Mrs. John E. Swearingen plays her leisure class part to the hilt, explaining that it is proper for the women at the inaugural to dress ostentatiously because they "have husbands who have worked hard for what they have." Her husband revealed his own view of women's achievements when he confided to Women's Wear Daily. "In a man, I value sincerity and achievement. In a woman, it's sincerity and understanding."

Plaid skirts pose a special problem because most men can hardly fail to recognize their uniform ugliness. They are part of the backlash to feminism that brings us Brooke Shields' close encounters with Calvin Klein. Thus does plaid-clad "Bunny" Birnbach promote her success with The Preppy Handbook by claiming to "get a wonderful frisson from dressing preppy while cherishing liberal attitudes and social conciousness."
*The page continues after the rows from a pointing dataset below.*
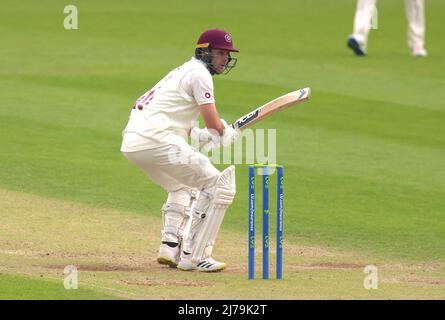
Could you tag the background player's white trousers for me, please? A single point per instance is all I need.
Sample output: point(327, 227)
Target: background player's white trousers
point(176, 166)
point(415, 12)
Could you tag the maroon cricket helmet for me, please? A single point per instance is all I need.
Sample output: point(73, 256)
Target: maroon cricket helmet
point(216, 39)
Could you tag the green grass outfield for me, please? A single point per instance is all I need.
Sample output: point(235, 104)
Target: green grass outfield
point(364, 159)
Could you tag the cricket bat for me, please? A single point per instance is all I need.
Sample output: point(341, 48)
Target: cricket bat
point(274, 106)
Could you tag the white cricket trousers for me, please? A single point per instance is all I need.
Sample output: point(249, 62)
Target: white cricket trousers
point(176, 166)
point(415, 12)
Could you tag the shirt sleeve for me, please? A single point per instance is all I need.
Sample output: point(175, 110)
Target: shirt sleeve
point(202, 87)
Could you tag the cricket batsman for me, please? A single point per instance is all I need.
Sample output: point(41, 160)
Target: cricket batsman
point(155, 140)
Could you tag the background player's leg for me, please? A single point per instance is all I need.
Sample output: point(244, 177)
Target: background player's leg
point(415, 13)
point(358, 41)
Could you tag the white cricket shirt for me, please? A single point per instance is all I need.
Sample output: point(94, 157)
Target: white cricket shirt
point(168, 110)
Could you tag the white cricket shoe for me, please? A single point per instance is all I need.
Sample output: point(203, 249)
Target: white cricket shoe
point(419, 52)
point(168, 255)
point(207, 265)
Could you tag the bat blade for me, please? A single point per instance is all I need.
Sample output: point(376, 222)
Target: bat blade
point(271, 107)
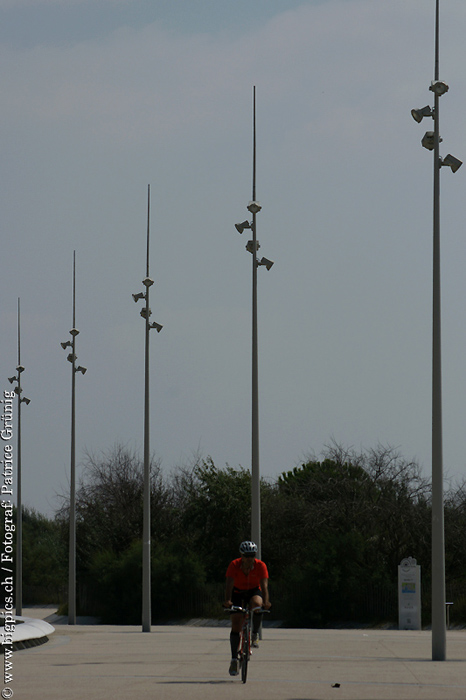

It is because of this pervading hypocricy that it is distressing to watch preppy fashion pervade Harvard. This vogue would be harmless if it were nothing more than an unsightly Public Display of Affectation. But Prep implies that some of us are more equal than others--by virtue not of intrinsic merit but of money. America must reconcile this obvious inequality of wealth with its professed democratic ideals by dispelling the myth that differences in income reflect personal merit.

While some rich people have done nothing to merit their fortunes, others have accumulated riches honestly, through hard work. But when these various species of rich people all adopt a certain set of peculiar and expensive manners, customs and attire, a pattern emerges. If they can convince the rest of us that their peculiar whims constitute good taste, they succeed in creating the impression that they are superior. Giving status to preppy fashions sported by the rich helps legitimize their wealth, however they may have obtained it.

Such legitimization exists at Harvard. Derek Bok, in his Open Letter on gifts, noted that "There is little evidence that Harvard has been reluctant in the past to accept 'contributions' from donors who are said to have earned their money by immoral means..." If some students seem to be at Harvard because their forebears victimized the forebears of other students, does there not seem to be an element of reparation in affirmative action, despite President Bok's protestations to the contrary in his latest Open Letter. Yet articles continue to question the presence of minority students on campus, insinuating that those who had to over-come racial and income obstacles have fewer grounds for admission than football players, since the latter boast a special talent.

HOWEVER, none of the above arguments seek to prove that preppy students should be ashamed. Their background is not their doing, and preppy fashion might be all they know. On the contrary, we may feel pity that their parents cared so little for them that they ship their sons and daughters off to boarding school; surely we should not scorn them.

We must remember that preppy fashion's value lies in the monetary symbol of its diverse logos. The sole charm of a Lacoste shirt is the Lacoste. The Handbook confirms this: "Subtleties of cut, weave, or color distinguish the merely good from the Prep. A small percentage of polyester in oxford cloth shirt of a lapel that's a quarter of an inch too wide can make all the difference." Only that idle elite can afford to spend time learning to detect such trivial differences and can squander money paying for them. What a pity that the rest of us are not the beneficiaries of a higher education similar to that of Birnbach et al.; we too might learn not to perspire in the shade of palm trees and tennis courts.